What Is Plaque Incision and Graft Surgery?

Plaque incision and graft surgery is a specialized surgical procedure designed to address penile deformity. This reconstructive surgery aims to correct significant curvature and restore the functional anatomy of the penis. It involves precise modifications to the penile tissue to achieve a straighter, more functional outcome.

Peyronie’s Disease as the Underlying Condition

Peyronie’s disease is characterized by fibrous scar tissue (plaque) within the tunica albuginea, the elastic sheath surrounding the penis’s erectile tissue. This plaque can form due to various factors, including repeated microtrauma during sexual activity or sports, genetic predispositions, and certain autoimmune conditions. The scar tissue is non-elastic and does not expand during erection, leading to symptoms such as penile curvature, indentations, shortening, pain during erection, and sometimes erectile dysfunction.

The disease progresses through two phases: an active inflammatory phase and a stable chronic phase. During the active phase, new plaques can form, existing ones may enlarge, and pain is more common. In the stable phase, plaque formation ceases, pain subsides, and the curvature becomes fixed. These deformities can significantly impact sexual function and cause psychological distress.

What Plaque Incision and Graft Surgery Involves

Plaque incision and graft surgery corrects penile curvature and deformities caused by Peyronie’s disease, particularly in cases of severe or complex curvature where penile length preservation is desired. The procedure begins by inducing a full erection, often artificially, to precisely identify the point of maximum curvature and the extent of the plaque. A surgeon then makes incisions (e.g., transverse, “Y”-shaped, or “H”-shaped) into the non-elastic plaque.

These incisions release tension from the constricted plaque, allowing the tunica albuginea to lengthen and the penis to straighten. A defect is created in the tunica albuginea, which is then covered with a graft material to bridge the gap and maintain length and straightness. Graft materials vary, including autologous tissues (from the patient’s body, like saphenous vein or dermis), allografts (from a human donor), or xenografts (from an animal source). The selection of graft material and incision type depends on individual patient factors and surgeon preference, as no single method has consistently shown superiority.

Recovery and Expected Results

Following plaque incision and graft surgery, patients undergo a period of recovery with specific post-operative care. Immediate post-operative care includes pain management, often with prescribed medications, and instructions to avoid activities that could strain the surgical site. Patients are advised to refrain from sexual activity for about six to eight weeks to allow for proper healing of the graft and surrounding tissues.

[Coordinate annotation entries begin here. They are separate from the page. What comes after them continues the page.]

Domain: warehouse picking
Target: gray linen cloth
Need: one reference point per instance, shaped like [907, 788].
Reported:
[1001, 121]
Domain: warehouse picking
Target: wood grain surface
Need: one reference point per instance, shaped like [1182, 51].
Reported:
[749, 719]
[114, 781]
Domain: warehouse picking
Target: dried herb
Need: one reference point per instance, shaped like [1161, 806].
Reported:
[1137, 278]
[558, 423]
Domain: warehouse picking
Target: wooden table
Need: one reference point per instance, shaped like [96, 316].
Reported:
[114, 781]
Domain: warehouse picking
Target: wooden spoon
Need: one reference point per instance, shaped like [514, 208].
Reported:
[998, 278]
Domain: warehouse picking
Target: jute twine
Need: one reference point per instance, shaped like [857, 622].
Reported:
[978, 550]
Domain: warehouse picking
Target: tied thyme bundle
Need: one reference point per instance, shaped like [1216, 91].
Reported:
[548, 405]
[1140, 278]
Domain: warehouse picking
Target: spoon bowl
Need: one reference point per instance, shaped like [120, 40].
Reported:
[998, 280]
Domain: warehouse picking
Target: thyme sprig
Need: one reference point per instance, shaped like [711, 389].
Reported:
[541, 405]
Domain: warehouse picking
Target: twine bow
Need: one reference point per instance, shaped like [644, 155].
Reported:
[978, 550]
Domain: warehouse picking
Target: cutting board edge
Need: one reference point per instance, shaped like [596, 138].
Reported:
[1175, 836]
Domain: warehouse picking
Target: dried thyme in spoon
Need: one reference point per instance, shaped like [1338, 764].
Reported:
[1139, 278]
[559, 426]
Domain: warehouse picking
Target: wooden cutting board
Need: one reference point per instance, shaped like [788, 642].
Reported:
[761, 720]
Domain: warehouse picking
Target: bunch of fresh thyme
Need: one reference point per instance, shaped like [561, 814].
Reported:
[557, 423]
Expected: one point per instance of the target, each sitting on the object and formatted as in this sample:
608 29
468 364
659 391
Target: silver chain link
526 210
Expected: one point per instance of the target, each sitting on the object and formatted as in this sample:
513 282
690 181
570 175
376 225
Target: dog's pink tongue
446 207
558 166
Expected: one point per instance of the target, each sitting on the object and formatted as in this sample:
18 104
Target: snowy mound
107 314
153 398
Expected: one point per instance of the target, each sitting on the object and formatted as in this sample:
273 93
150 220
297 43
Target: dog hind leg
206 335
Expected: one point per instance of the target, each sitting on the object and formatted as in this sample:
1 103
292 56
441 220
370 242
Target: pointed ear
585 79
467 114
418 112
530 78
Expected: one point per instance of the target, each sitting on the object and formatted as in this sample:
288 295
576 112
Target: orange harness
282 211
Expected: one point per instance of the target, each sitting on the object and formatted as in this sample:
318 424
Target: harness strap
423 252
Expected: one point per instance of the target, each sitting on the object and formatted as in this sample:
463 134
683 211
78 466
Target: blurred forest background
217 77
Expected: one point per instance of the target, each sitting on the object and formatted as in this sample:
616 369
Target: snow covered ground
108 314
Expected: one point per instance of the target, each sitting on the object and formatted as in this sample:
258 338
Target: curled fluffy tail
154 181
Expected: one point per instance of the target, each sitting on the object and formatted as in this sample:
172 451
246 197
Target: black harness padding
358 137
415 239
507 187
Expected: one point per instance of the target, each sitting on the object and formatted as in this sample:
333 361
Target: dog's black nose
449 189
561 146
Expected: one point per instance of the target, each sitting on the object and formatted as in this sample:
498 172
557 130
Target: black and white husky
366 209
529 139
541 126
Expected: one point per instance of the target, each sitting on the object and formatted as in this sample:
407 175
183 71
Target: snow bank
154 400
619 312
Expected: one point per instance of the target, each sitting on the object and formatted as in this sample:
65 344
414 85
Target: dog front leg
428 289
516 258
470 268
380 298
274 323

Expected outcomes include significant improvement in penile curvature, with reported success rates for straightening ranging from 80% to over 90%. While the primary goal is straightening, many men maintain their pre-operative penile length, and some may gain length, depending on the initial deformity. Post-operative rehabilitation may involve penile traction or vacuum erection devices to optimize length outcomes and prevent scar contraction. The aim is to restore satisfactory sexual function and improve overall quality of life.

Risks and Important Considerations

As with any surgical procedure, plaque incision and graft surgery carries potential risks and important considerations. Possible complications include nerve damage, which can lead to altered sensation or numbness in the penis, though this is often temporary. Other risks include infection at the surgical site, graft failure, or the recurrence of curvature if the disease continues to progress or the graft contracts. Erectile dysfunction can also occur or worsen after surgery, with rates varying depending on baseline erectile function.

Patient suitability for this procedure is determined by several factors. Generally, candidates have stable Peyronie’s disease, meaning the curvature has not changed for at least three to six months, and they possess sufficient erectile function to achieve satisfactory erections. The severity of the curvature and the presence of other deformities, such as an hourglass narrowing, also influence candidacy. Consulting with a specialist experienced in Peyronie’s disease is highly recommended to assess individual circumstances and determine if plaque incision and graft surgery is the most appropriate treatment option.